Die „Anwesenheit“ von Wänden, ihre Dauer: jede, jeder kennt's, kennt das Alleinsein davor, selbst die Geselligsten.

Meine Textminiaturen erzählen meistens von dem Versuch, etwas Vorgängiges - mir gemäß - zum Ausdruck zu bringen - Momenten entsprungen, die ich mit „findfühlig“ bezeichnen möchte (in der kapelle christelts nachtweilteigig/ der mond löst kreuzworträtsel - ist er eins? - u.dgl. mehr).
„Stimmig“ oder nicht? (auch viele andere Autorinnen und Autoren kennen das).
Ich kann's schwer beurteilen (soziale Wasserprobe).
Manchen Lesern erscheint derlei sicherlich als etwas abstrus.

Lieben Gruß
Scal
 

Ubertas

Mitglied
Hallo Scal,

Ja, ganz gewiss lässt sich das malerisch umsetzen. Sprache zu Bild. Ich sehe eine weich gefiederte Wand.
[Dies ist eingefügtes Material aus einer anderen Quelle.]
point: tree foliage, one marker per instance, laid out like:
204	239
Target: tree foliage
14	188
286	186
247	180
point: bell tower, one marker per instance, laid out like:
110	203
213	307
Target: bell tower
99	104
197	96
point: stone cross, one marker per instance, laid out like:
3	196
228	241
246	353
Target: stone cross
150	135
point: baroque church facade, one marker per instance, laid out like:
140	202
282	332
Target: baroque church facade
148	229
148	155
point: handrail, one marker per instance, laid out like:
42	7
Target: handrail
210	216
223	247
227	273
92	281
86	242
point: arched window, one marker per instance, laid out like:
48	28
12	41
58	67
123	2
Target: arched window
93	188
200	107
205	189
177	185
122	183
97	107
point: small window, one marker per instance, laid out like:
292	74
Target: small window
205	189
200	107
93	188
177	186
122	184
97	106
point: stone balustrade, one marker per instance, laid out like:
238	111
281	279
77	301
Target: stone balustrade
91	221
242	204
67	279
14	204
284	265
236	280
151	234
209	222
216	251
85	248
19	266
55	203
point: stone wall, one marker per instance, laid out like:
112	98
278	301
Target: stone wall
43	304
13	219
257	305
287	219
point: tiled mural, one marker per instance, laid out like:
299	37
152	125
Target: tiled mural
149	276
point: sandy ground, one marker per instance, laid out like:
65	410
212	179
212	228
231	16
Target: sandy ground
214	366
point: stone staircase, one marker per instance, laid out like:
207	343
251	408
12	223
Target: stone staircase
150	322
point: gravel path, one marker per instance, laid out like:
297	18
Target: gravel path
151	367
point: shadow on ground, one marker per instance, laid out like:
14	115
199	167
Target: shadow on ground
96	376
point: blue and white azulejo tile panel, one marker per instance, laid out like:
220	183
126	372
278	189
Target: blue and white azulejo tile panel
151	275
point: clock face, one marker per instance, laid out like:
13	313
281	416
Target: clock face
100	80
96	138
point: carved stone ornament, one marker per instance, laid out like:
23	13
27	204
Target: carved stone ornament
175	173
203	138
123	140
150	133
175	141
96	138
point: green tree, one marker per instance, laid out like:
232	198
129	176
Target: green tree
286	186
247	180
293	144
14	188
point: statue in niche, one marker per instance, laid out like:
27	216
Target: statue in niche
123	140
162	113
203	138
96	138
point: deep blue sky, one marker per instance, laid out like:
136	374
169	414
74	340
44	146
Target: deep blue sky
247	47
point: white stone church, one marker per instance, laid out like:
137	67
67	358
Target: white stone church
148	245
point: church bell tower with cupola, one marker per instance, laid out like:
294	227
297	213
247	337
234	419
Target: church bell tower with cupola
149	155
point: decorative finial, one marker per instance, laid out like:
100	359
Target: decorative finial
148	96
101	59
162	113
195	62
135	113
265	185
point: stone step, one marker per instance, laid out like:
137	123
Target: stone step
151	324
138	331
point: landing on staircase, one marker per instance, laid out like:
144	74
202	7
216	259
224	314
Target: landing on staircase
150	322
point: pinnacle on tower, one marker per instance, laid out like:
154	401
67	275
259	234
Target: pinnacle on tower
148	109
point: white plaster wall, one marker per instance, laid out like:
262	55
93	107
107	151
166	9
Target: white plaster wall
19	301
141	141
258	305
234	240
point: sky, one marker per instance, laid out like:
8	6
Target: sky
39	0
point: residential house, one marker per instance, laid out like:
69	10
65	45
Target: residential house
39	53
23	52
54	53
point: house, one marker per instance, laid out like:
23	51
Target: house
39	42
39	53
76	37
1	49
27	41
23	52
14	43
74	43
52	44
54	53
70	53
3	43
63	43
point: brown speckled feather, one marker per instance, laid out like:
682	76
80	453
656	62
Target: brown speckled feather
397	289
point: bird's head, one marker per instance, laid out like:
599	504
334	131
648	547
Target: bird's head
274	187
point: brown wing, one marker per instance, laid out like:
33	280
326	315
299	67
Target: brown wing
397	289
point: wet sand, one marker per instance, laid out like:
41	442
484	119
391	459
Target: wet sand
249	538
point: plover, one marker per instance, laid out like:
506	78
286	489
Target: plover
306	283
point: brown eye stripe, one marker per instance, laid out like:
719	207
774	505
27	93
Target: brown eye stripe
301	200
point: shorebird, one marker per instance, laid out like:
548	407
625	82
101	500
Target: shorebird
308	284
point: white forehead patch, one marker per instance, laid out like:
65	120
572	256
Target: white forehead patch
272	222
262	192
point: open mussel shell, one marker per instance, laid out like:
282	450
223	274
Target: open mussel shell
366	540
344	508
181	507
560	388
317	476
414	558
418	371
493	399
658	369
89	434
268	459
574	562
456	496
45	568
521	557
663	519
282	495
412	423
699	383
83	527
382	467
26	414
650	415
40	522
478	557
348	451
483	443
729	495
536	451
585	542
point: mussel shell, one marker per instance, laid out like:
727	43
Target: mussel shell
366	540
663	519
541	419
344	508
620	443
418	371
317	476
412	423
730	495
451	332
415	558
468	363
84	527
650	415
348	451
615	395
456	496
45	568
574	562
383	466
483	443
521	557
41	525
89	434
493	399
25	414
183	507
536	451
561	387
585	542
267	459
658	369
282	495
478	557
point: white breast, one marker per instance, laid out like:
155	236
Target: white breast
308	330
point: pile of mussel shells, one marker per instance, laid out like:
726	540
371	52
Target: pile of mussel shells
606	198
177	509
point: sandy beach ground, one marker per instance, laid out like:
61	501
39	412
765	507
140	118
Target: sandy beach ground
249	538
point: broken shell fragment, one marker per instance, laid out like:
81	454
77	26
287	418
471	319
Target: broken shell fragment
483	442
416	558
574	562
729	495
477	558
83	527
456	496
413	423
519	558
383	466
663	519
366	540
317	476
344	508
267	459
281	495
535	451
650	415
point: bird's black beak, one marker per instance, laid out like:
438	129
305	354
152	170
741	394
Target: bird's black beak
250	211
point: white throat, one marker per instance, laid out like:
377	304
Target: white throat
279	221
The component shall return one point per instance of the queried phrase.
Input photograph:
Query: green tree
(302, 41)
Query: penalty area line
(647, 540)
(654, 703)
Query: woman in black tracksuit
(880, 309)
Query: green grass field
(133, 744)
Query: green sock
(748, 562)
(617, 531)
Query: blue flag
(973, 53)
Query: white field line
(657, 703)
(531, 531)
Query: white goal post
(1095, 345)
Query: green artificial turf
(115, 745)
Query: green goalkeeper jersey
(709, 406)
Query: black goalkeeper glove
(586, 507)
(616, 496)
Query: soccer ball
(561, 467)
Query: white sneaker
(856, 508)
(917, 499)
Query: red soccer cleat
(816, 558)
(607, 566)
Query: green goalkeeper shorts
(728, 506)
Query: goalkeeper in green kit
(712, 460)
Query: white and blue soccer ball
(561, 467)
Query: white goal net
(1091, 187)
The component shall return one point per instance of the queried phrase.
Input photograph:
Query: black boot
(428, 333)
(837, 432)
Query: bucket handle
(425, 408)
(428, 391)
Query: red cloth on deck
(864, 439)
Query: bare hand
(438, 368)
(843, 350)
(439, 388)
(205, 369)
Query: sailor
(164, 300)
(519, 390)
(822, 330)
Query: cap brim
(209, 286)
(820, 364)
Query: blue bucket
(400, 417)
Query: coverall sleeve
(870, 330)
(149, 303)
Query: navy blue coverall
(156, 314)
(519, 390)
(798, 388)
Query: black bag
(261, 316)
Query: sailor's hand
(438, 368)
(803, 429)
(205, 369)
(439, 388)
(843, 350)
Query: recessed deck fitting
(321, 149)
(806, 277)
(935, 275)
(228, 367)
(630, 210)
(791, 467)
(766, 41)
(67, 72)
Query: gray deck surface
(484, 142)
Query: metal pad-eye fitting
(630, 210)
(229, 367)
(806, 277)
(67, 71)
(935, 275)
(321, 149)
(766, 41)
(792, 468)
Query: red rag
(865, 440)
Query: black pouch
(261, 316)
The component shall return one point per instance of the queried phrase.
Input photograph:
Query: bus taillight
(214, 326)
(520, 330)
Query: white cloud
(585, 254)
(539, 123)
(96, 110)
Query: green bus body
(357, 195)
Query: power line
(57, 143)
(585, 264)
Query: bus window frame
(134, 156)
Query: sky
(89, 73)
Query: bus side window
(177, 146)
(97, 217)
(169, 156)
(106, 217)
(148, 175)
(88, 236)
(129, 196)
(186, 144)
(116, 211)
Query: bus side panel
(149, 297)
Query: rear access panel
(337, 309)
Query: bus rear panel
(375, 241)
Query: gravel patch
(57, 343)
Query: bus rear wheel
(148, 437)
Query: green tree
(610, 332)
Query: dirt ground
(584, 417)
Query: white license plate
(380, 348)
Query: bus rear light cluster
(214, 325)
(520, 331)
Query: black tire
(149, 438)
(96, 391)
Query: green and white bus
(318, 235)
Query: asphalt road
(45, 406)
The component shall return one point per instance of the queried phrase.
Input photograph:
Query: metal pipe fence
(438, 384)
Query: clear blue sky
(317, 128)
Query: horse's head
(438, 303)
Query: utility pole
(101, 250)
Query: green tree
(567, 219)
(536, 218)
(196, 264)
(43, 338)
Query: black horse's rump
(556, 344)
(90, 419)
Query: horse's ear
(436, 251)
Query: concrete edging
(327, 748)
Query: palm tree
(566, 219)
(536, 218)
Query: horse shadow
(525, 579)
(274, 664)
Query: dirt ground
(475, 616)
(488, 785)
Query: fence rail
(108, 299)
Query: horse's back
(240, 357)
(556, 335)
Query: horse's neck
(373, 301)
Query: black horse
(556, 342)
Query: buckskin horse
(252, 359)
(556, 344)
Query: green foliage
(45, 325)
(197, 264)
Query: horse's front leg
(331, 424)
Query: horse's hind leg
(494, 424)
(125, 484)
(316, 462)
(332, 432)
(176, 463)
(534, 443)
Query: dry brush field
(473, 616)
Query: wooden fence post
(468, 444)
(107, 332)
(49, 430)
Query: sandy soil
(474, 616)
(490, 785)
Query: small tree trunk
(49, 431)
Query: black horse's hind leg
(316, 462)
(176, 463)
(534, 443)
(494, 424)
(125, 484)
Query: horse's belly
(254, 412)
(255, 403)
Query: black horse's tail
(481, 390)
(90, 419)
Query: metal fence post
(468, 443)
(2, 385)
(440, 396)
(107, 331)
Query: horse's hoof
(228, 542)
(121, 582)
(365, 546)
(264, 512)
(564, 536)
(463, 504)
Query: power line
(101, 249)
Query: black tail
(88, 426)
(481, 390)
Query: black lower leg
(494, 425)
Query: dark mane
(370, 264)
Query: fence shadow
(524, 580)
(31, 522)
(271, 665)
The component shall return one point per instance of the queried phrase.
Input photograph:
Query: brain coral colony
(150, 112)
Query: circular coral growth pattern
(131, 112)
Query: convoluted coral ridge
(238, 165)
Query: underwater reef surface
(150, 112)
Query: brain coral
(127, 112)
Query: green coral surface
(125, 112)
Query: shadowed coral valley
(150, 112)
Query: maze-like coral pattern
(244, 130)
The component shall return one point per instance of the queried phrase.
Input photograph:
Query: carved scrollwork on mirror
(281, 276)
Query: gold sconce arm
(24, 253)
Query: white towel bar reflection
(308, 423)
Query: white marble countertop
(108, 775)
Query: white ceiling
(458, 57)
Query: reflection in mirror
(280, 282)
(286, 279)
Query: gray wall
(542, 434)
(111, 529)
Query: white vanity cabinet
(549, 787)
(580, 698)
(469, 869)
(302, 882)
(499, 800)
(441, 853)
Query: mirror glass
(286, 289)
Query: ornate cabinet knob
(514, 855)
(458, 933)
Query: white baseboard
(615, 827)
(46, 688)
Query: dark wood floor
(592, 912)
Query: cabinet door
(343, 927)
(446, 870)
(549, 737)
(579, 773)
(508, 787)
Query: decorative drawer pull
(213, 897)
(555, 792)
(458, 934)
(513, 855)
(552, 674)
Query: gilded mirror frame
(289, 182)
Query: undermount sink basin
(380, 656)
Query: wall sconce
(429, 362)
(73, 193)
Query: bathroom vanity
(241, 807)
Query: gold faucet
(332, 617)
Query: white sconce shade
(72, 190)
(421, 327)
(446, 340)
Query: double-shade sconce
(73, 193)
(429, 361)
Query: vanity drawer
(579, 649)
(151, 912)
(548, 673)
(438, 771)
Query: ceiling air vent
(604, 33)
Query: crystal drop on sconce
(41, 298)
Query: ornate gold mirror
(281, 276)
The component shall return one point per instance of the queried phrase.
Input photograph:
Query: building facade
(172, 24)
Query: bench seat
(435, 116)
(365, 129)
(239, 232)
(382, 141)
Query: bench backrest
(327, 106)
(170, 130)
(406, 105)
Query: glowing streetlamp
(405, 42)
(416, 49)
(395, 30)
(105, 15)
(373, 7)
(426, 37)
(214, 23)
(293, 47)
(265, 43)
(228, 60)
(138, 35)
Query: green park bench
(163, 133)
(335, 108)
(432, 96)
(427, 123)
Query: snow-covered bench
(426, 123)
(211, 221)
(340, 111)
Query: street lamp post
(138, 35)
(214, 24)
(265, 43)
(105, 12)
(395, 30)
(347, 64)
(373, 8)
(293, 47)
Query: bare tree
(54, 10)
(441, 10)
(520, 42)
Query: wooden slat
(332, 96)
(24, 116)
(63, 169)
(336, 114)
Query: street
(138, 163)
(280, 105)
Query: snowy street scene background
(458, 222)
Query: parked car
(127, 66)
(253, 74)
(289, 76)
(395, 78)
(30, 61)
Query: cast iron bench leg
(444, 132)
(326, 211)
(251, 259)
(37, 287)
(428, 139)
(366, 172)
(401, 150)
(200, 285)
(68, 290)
Auf der Stirn der Eule sitzt ein Pendel, das zwischen ihren weisen Augen wandert..

In einer zuweilen abstrusen Wirkung auf das "Publikum" würde ich eine Chance sehen. Oft bildet sich ein mehrheitlicher Geschmack aus der gegenseitigen Annahme von Hinz und Kunz, zeitgleich vom anderen zu denken: Ja, wenn der das sagt, wird es schon stimmen! Ob dies so jemals stattfand? Wird nicht hinterfragt.

Daher finde ich deine Wortwahl auch besonders schön, wenn du schreibst, du bringst etwas Vorgängiges dir gemäß zum Ausdruck in findfühligen Momenten. Das ist Authentizität. Etwas Großartiges, das innerhalb sozialer Wasserproben gewiss dazu beiträgt, dem Geschaffenen, letztendlich der Kunst weder Leidenschaft noch Existenz zu rauben.

Ich freue mich schon jetzt auf weitere Werke von dir :) .

Noch einen schönen Sonntag!
Lieben Gruß zurück, ubertas.
 

wiesner

Mitglied
Etwas Großartiges, das innerhalb sozialer Wasserproben gewiss dazu beiträgt, dem Geschaffenen, letztendlich der Kunst weder Leidenschaft noch Existenz zu rauben.

Pardon, bester Scal, ich drängle mich nur kurz vor, aber diese Einlassung von Ubertas hat's mir angetan, denn selten liest man Fundamentales so flüssig gestreut - für uns alle. Danke Ubertas!